Beraterpraxis, Steuerberatung, Steuerfachangestellte -

Entfernungspauschale: Subjektive Unzumutbarkeit rechtfertigt nicht die Benutzung einer längeren Strecke

Zur Berechnung der Entfernungspauschale ist die kürzeste Straßenverbindung zwischen Wohnung und Arbeits- bzw. Betriebsstätte maßgebend. Eine längere Strecke kann jedoch geltend gemacht werden, wenn sie verkehrsgünstiger ist und regelmäßig genutzt wird. Hierüber muss der Selbstständige oder der Arbeitnehmer Büro oder Werkstatt - trotz gelegentlicher Verkehrsstörungen - in der Regel schneller und pünktlicher erreichen. Dabei wird allgemein in der Rechtsprechung eine tägliche Zeitersparnis von rund 30 Minuten als offensichtlich verkehrsgünstiger eingeordnet.

Nach dem Sinn und Zweck der Entfernungspauschale ist nämlich darauf abzustellen, welche Straßenverbindung im Rahmen des Zumutbaren für den Berufspendler benutzbar ist. Die allgemeinen Verkehrsverhältnisse und die städtebaulichen Planungen zur Vermeidung von innerstädtischen Verkehrsstauungen müssen bei der Beurteilung berücksichtigt werden.

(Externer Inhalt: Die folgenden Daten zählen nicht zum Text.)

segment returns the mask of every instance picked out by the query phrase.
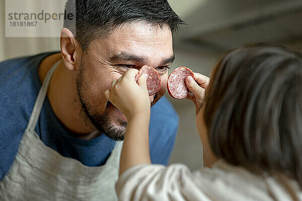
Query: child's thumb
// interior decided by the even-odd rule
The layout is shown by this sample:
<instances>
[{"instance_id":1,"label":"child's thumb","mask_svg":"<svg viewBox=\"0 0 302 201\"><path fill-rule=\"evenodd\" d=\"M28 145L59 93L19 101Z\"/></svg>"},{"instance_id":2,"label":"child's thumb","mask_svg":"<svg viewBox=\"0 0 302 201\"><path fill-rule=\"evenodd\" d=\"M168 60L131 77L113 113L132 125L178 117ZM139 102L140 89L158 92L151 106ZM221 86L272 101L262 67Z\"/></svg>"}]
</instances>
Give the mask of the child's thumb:
<instances>
[{"instance_id":1,"label":"child's thumb","mask_svg":"<svg viewBox=\"0 0 302 201\"><path fill-rule=\"evenodd\" d=\"M145 86L147 87L147 78L148 77L148 75L146 74L143 74L138 78L137 80L137 84L139 86Z\"/></svg>"},{"instance_id":2,"label":"child's thumb","mask_svg":"<svg viewBox=\"0 0 302 201\"><path fill-rule=\"evenodd\" d=\"M186 84L189 90L194 94L196 97L199 97L202 95L204 89L198 85L192 76L188 76L186 78Z\"/></svg>"}]
</instances>

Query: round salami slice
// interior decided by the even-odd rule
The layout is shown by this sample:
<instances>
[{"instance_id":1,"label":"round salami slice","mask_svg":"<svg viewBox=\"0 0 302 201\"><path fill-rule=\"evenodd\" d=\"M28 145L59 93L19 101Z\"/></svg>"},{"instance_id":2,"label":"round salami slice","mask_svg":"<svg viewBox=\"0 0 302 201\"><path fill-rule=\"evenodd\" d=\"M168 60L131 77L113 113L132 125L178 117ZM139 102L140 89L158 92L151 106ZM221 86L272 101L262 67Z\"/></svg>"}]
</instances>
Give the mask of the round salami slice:
<instances>
[{"instance_id":1,"label":"round salami slice","mask_svg":"<svg viewBox=\"0 0 302 201\"><path fill-rule=\"evenodd\" d=\"M139 70L138 73L135 76L135 81L137 82L138 78L144 73L148 75L147 88L148 89L149 96L152 96L160 90L161 77L159 73L154 68L145 65Z\"/></svg>"},{"instance_id":2,"label":"round salami slice","mask_svg":"<svg viewBox=\"0 0 302 201\"><path fill-rule=\"evenodd\" d=\"M170 96L178 99L187 97L190 90L186 85L186 78L189 76L194 79L194 73L186 67L179 67L171 73L167 82L167 89Z\"/></svg>"}]
</instances>

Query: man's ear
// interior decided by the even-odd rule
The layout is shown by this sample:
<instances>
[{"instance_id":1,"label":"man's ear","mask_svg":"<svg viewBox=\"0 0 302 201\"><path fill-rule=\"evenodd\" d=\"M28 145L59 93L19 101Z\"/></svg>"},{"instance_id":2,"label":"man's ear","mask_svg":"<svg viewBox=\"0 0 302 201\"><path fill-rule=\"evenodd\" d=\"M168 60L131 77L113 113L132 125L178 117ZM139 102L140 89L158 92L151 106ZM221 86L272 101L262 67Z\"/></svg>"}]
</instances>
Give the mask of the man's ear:
<instances>
[{"instance_id":1,"label":"man's ear","mask_svg":"<svg viewBox=\"0 0 302 201\"><path fill-rule=\"evenodd\" d=\"M65 66L70 71L76 71L77 62L80 60L82 49L74 36L69 29L64 28L61 30L60 42Z\"/></svg>"}]
</instances>

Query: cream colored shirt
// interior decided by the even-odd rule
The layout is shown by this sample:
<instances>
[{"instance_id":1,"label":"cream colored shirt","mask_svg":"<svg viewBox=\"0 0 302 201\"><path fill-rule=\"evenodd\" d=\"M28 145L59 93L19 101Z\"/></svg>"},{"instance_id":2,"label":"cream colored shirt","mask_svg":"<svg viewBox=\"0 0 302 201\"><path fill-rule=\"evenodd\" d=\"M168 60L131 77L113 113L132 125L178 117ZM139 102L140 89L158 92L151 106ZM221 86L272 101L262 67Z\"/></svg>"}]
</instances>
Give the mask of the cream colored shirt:
<instances>
[{"instance_id":1,"label":"cream colored shirt","mask_svg":"<svg viewBox=\"0 0 302 201\"><path fill-rule=\"evenodd\" d=\"M294 200L293 194L302 200L297 183L286 180L281 185L275 178L219 160L194 172L182 164L137 165L121 175L116 189L120 200L286 201Z\"/></svg>"}]
</instances>

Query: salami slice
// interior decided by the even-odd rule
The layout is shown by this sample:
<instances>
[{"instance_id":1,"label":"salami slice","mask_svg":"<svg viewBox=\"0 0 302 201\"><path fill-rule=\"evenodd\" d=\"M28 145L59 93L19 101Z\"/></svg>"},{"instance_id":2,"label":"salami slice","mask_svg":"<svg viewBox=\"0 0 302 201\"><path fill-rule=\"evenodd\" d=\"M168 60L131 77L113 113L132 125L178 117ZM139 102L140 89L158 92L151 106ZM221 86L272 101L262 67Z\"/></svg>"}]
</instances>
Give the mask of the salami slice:
<instances>
[{"instance_id":1,"label":"salami slice","mask_svg":"<svg viewBox=\"0 0 302 201\"><path fill-rule=\"evenodd\" d=\"M179 67L171 73L167 82L167 89L170 96L178 99L187 97L190 90L186 85L186 78L189 76L194 79L194 73L186 67Z\"/></svg>"},{"instance_id":2,"label":"salami slice","mask_svg":"<svg viewBox=\"0 0 302 201\"><path fill-rule=\"evenodd\" d=\"M139 70L138 73L135 76L135 81L137 82L138 78L144 73L148 75L147 88L148 89L149 96L152 96L160 90L161 77L159 73L154 68L145 65Z\"/></svg>"}]
</instances>

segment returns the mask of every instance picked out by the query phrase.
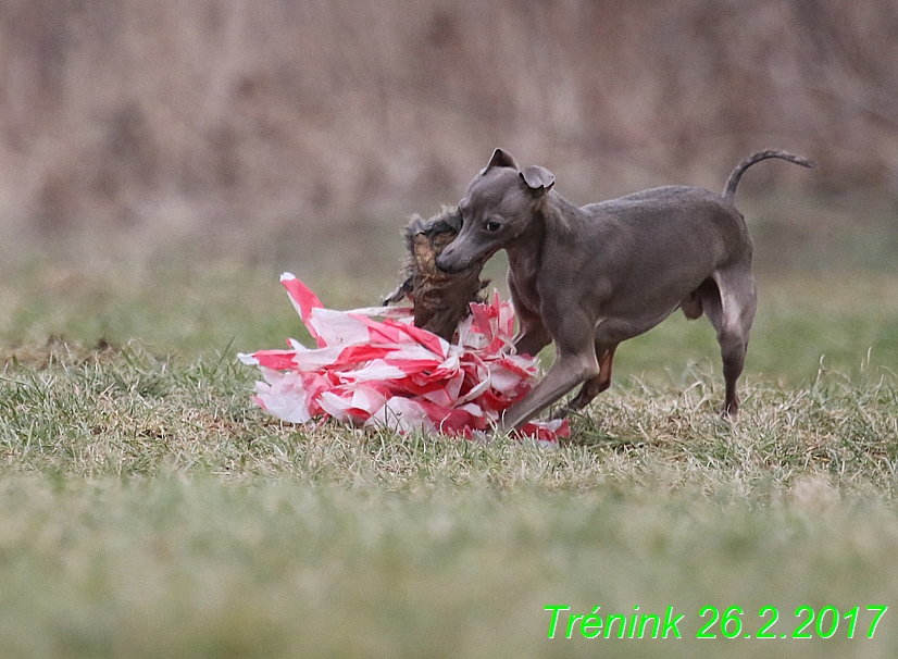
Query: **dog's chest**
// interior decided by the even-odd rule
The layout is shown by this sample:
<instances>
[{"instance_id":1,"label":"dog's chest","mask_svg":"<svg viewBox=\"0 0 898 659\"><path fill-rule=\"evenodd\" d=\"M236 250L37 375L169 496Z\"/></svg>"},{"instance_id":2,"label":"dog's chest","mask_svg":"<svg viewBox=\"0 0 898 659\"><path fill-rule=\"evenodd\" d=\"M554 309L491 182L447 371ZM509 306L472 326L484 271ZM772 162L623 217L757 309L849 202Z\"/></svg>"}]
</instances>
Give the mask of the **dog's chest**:
<instances>
[{"instance_id":1,"label":"dog's chest","mask_svg":"<svg viewBox=\"0 0 898 659\"><path fill-rule=\"evenodd\" d=\"M509 259L508 283L515 309L540 315L538 273L532 262L522 263Z\"/></svg>"}]
</instances>

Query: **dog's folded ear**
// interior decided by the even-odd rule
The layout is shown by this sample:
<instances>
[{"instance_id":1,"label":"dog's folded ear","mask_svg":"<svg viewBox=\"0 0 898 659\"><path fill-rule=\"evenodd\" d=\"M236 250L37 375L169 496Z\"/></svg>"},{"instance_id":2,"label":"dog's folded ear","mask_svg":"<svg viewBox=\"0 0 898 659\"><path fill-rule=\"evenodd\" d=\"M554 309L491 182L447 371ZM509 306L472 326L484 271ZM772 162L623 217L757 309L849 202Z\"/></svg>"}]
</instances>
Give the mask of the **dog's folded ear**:
<instances>
[{"instance_id":1,"label":"dog's folded ear","mask_svg":"<svg viewBox=\"0 0 898 659\"><path fill-rule=\"evenodd\" d=\"M524 179L524 183L527 184L527 187L531 188L533 194L537 197L541 197L551 190L552 186L556 184L556 175L546 167L540 167L539 165L524 167L521 172L521 178Z\"/></svg>"},{"instance_id":2,"label":"dog's folded ear","mask_svg":"<svg viewBox=\"0 0 898 659\"><path fill-rule=\"evenodd\" d=\"M492 152L492 158L489 159L489 164L486 165L486 170L490 167L511 167L513 170L517 169L517 163L514 162L514 159L511 157L511 153L502 151L501 149L496 149Z\"/></svg>"}]
</instances>

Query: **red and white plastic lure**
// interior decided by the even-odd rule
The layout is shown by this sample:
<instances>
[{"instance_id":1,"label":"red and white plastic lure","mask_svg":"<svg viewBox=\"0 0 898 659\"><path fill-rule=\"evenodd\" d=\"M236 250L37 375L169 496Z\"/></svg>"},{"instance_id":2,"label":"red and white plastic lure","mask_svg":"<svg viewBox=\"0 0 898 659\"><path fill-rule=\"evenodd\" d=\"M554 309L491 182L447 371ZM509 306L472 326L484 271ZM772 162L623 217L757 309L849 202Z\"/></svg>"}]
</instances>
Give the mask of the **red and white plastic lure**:
<instances>
[{"instance_id":1,"label":"red and white plastic lure","mask_svg":"<svg viewBox=\"0 0 898 659\"><path fill-rule=\"evenodd\" d=\"M498 293L490 303L471 304L458 343L449 344L415 327L411 308L335 311L294 275L280 283L317 348L290 339L287 350L239 359L261 369L253 400L284 421L333 418L470 437L498 422L539 377L536 358L514 355L514 310ZM535 421L520 434L556 442L570 427L566 420Z\"/></svg>"}]
</instances>

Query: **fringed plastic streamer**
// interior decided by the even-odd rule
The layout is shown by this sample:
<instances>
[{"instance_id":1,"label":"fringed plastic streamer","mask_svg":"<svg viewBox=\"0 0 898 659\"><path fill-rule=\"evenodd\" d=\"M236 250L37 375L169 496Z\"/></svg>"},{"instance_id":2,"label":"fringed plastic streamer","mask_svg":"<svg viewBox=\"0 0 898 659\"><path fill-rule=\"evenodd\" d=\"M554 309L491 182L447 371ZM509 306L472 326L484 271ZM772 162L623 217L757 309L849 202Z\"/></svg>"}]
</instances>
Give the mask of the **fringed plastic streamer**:
<instances>
[{"instance_id":1,"label":"fringed plastic streamer","mask_svg":"<svg viewBox=\"0 0 898 659\"><path fill-rule=\"evenodd\" d=\"M514 355L514 311L499 300L471 304L458 344L420 330L412 309L325 309L294 275L287 289L316 348L290 339L287 350L239 355L261 369L253 400L291 423L333 418L362 427L415 428L472 436L499 421L531 390L536 358ZM531 422L520 433L544 442L570 435L565 421Z\"/></svg>"}]
</instances>

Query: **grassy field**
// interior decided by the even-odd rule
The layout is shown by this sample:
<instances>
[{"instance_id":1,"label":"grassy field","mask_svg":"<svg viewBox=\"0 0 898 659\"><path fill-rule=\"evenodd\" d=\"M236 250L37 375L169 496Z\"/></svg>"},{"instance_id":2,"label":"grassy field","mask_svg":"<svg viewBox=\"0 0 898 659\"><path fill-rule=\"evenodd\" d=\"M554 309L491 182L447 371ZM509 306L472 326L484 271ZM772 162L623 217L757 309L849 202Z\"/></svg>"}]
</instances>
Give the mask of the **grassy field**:
<instances>
[{"instance_id":1,"label":"grassy field","mask_svg":"<svg viewBox=\"0 0 898 659\"><path fill-rule=\"evenodd\" d=\"M554 449L267 418L235 353L302 338L277 274L3 278L0 655L894 656L894 274L762 278L736 424L708 323L671 319ZM390 284L316 276L337 308ZM565 639L596 606L682 638Z\"/></svg>"}]
</instances>

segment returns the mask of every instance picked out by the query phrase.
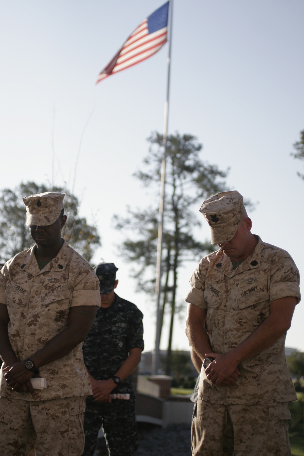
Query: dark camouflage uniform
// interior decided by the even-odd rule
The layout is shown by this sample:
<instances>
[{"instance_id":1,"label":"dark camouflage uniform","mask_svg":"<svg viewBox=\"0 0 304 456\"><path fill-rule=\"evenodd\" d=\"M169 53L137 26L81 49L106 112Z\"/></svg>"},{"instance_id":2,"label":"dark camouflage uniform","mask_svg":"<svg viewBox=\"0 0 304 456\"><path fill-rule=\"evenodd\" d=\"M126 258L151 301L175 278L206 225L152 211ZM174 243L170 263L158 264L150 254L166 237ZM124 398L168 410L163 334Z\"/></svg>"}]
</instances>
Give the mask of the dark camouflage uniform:
<instances>
[{"instance_id":1,"label":"dark camouflage uniform","mask_svg":"<svg viewBox=\"0 0 304 456\"><path fill-rule=\"evenodd\" d=\"M96 380L108 380L132 348L144 349L142 313L134 304L116 294L115 296L109 307L98 309L82 347L85 364ZM137 448L135 394L131 376L113 392L129 393L130 399L116 399L110 404L102 404L92 397L87 399L83 456L93 454L101 425L111 456L131 456Z\"/></svg>"}]
</instances>

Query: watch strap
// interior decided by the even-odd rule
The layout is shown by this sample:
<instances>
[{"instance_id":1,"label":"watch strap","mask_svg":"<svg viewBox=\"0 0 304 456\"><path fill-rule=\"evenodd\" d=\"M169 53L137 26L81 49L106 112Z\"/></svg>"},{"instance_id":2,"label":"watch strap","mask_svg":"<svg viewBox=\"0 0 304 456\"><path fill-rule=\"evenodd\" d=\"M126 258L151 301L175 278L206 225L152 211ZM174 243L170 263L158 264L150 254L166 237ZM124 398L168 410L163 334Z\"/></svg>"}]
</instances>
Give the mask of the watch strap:
<instances>
[{"instance_id":1,"label":"watch strap","mask_svg":"<svg viewBox=\"0 0 304 456\"><path fill-rule=\"evenodd\" d=\"M119 383L120 383L120 379L117 375L112 375L110 378L112 378L116 385L118 385Z\"/></svg>"},{"instance_id":2,"label":"watch strap","mask_svg":"<svg viewBox=\"0 0 304 456\"><path fill-rule=\"evenodd\" d=\"M32 360L30 359L29 358L26 358L26 359L24 360L24 364L26 366L26 368L28 370L30 370L31 372L33 372L34 373L39 374L39 371L38 369L36 368L36 367L35 365L35 363Z\"/></svg>"}]
</instances>

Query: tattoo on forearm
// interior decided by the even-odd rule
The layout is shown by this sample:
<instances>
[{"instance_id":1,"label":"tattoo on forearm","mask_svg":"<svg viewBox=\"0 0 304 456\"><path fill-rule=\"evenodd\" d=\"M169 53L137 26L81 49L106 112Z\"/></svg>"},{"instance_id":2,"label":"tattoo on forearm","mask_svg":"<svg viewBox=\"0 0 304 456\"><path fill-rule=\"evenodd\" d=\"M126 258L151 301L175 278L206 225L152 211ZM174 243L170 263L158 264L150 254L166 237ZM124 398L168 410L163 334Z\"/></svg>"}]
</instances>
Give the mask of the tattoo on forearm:
<instances>
[{"instance_id":1,"label":"tattoo on forearm","mask_svg":"<svg viewBox=\"0 0 304 456\"><path fill-rule=\"evenodd\" d=\"M95 312L92 312L92 311L87 310L85 309L82 309L81 311L78 311L77 313L80 315L82 315L83 316L94 317L95 316Z\"/></svg>"}]
</instances>

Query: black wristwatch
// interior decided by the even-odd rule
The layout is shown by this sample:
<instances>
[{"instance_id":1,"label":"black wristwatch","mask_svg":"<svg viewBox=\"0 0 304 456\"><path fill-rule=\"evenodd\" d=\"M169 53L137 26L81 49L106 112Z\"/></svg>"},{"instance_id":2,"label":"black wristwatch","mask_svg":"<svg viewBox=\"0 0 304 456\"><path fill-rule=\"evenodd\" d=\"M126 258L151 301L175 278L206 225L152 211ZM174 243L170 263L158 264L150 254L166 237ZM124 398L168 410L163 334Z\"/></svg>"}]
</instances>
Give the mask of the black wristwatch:
<instances>
[{"instance_id":1,"label":"black wristwatch","mask_svg":"<svg viewBox=\"0 0 304 456\"><path fill-rule=\"evenodd\" d=\"M39 371L35 365L35 363L34 361L32 361L31 359L29 358L26 358L26 359L24 360L24 364L25 364L26 368L28 370L30 370L31 372L33 372L34 373L39 373Z\"/></svg>"},{"instance_id":2,"label":"black wristwatch","mask_svg":"<svg viewBox=\"0 0 304 456\"><path fill-rule=\"evenodd\" d=\"M215 358L205 358L203 361L203 367L204 369L206 369L211 363L214 361Z\"/></svg>"},{"instance_id":3,"label":"black wristwatch","mask_svg":"<svg viewBox=\"0 0 304 456\"><path fill-rule=\"evenodd\" d=\"M112 378L116 385L118 385L119 383L120 383L120 379L119 377L117 377L116 375L112 375L110 378Z\"/></svg>"}]
</instances>

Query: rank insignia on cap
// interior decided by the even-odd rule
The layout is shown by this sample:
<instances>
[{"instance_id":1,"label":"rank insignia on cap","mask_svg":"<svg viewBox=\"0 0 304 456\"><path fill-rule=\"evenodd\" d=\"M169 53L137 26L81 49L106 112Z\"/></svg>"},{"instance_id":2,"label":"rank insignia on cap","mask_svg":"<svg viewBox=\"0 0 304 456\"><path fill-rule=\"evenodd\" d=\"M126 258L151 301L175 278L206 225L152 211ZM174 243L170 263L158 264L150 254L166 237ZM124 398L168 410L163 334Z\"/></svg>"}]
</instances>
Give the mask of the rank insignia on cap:
<instances>
[{"instance_id":1,"label":"rank insignia on cap","mask_svg":"<svg viewBox=\"0 0 304 456\"><path fill-rule=\"evenodd\" d=\"M210 218L212 221L212 222L214 222L215 223L217 223L219 220L218 218L216 216L216 214L214 214L213 215L211 215Z\"/></svg>"}]
</instances>

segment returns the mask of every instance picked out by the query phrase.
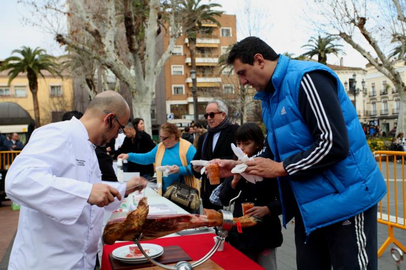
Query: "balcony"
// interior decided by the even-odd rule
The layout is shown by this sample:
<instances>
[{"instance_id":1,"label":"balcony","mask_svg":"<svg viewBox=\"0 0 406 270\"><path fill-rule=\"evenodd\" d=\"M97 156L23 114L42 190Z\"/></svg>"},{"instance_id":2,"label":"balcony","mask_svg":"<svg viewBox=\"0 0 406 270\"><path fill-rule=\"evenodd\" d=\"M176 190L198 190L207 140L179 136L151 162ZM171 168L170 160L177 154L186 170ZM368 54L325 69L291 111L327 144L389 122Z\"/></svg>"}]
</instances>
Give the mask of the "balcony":
<instances>
[{"instance_id":1,"label":"balcony","mask_svg":"<svg viewBox=\"0 0 406 270\"><path fill-rule=\"evenodd\" d=\"M218 75L215 75L217 76ZM221 83L221 78L209 76L205 75L203 77L198 76L196 78L197 87L219 87ZM192 79L190 77L186 79L186 83L188 84L189 87L192 87Z\"/></svg>"},{"instance_id":2,"label":"balcony","mask_svg":"<svg viewBox=\"0 0 406 270\"><path fill-rule=\"evenodd\" d=\"M185 44L189 46L189 39L185 38ZM199 38L196 39L196 47L212 47L217 48L220 46L220 39Z\"/></svg>"},{"instance_id":3,"label":"balcony","mask_svg":"<svg viewBox=\"0 0 406 270\"><path fill-rule=\"evenodd\" d=\"M186 57L186 60L185 60L185 63L188 65L192 65L192 61L190 57ZM212 58L203 58L203 57L196 57L196 65L197 66L217 66L219 63L218 57L212 57Z\"/></svg>"}]
</instances>

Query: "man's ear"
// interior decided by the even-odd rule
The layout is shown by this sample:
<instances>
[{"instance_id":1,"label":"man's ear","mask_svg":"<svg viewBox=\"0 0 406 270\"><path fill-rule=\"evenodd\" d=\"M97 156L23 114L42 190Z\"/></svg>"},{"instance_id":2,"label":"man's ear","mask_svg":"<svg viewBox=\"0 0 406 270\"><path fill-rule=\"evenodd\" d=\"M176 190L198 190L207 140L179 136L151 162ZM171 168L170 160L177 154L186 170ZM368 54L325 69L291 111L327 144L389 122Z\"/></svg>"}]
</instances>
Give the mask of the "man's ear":
<instances>
[{"instance_id":1,"label":"man's ear","mask_svg":"<svg viewBox=\"0 0 406 270\"><path fill-rule=\"evenodd\" d=\"M260 53L256 54L254 56L254 62L256 62L259 66L261 68L263 68L265 65L265 61L263 59L263 56Z\"/></svg>"}]
</instances>

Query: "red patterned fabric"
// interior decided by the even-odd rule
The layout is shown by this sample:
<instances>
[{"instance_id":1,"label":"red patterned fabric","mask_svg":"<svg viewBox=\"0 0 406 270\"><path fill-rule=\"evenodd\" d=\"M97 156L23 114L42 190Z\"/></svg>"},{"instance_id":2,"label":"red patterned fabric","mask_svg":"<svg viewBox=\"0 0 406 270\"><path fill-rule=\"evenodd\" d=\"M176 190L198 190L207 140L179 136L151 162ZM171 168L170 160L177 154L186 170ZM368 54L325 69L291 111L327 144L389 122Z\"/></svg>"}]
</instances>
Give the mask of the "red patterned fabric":
<instances>
[{"instance_id":1,"label":"red patterned fabric","mask_svg":"<svg viewBox=\"0 0 406 270\"><path fill-rule=\"evenodd\" d=\"M142 243L156 244L163 247L177 245L181 247L193 260L203 257L214 245L213 234L202 234L190 236L158 238L153 240L142 241ZM112 270L109 254L119 247L131 244L131 242L116 243L114 245L105 245L103 248L101 270ZM263 269L263 268L250 259L248 257L234 248L228 243L224 243L224 250L217 251L211 260L224 269L250 270Z\"/></svg>"}]
</instances>

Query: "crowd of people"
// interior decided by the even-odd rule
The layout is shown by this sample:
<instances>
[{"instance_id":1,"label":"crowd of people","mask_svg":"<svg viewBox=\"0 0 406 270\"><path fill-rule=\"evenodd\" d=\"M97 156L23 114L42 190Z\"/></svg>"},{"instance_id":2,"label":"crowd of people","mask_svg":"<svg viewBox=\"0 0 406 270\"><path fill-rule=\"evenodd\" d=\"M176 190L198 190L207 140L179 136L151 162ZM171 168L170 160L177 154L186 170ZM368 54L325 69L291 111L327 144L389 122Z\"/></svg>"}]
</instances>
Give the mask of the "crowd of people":
<instances>
[{"instance_id":1,"label":"crowd of people","mask_svg":"<svg viewBox=\"0 0 406 270\"><path fill-rule=\"evenodd\" d=\"M256 37L236 43L227 62L242 85L257 91L266 136L256 123L232 124L224 102L213 100L206 128L196 123L181 133L167 123L155 144L113 91L96 95L83 115L35 130L7 176L8 195L21 205L9 269L93 269L104 208L116 208L155 173L159 193L182 182L200 190L205 208L221 209L241 191L234 216L262 223L233 229L226 241L265 269L277 268L281 214L284 226L294 218L297 269L377 269L377 204L386 185L336 74ZM242 163L231 143L250 158L245 174L231 172ZM144 177L117 182L116 158ZM219 183L193 161L219 164ZM250 182L250 175L262 180ZM247 202L254 205L244 214Z\"/></svg>"},{"instance_id":2,"label":"crowd of people","mask_svg":"<svg viewBox=\"0 0 406 270\"><path fill-rule=\"evenodd\" d=\"M0 151L21 150L24 146L19 139L18 133L12 133L10 136L0 133Z\"/></svg>"}]
</instances>

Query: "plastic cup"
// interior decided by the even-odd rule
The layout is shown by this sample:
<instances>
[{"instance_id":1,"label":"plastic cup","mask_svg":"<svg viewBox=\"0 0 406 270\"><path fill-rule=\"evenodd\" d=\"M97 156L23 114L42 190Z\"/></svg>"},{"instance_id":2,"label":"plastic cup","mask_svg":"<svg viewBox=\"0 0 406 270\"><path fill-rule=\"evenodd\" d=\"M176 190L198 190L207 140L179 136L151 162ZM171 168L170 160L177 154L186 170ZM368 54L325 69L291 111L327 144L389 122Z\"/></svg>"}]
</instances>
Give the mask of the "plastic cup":
<instances>
[{"instance_id":1,"label":"plastic cup","mask_svg":"<svg viewBox=\"0 0 406 270\"><path fill-rule=\"evenodd\" d=\"M243 215L245 216L247 210L251 209L254 207L254 205L253 203L243 203L241 204L241 206L243 207Z\"/></svg>"},{"instance_id":2,"label":"plastic cup","mask_svg":"<svg viewBox=\"0 0 406 270\"><path fill-rule=\"evenodd\" d=\"M214 240L214 243L216 244L216 242L217 242L217 237L215 236L213 238ZM217 251L222 251L224 250L224 241L221 241L221 243L220 243L220 246L219 246L219 248L217 249Z\"/></svg>"},{"instance_id":3,"label":"plastic cup","mask_svg":"<svg viewBox=\"0 0 406 270\"><path fill-rule=\"evenodd\" d=\"M218 185L220 184L220 167L219 162L213 162L206 165L207 174L211 185Z\"/></svg>"}]
</instances>

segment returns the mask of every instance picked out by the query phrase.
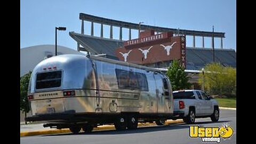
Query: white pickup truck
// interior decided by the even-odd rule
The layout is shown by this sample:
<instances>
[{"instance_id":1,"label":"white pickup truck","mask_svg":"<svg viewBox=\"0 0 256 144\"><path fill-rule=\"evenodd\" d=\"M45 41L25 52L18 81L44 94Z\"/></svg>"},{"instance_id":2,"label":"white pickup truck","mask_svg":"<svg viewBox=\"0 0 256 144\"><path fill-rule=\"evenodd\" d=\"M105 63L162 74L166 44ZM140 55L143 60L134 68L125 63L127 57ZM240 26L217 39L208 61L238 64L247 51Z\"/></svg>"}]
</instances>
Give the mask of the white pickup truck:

Das FG Rheinland-Pfalz kommt jetzt zu der Auffassung, dass für die Berechnung der Entfernungspauschale die kürzeste Straßenverbindung auch dann zugrunde zu legen ist, wenn sie nicht die kostengünstigste ist. Grundsätzlich kann eine andere als die kürzeste Straßenverbindung zugrunde gelegt werden, wenn diese offensichtlich verkehrsgünstiger ist und vom Arbeitnehmer oder Selbstständigen regelmäßig für die Fahrten zwischen Wohnung und Arbeits- oder Betriebsstätte benutzt wird.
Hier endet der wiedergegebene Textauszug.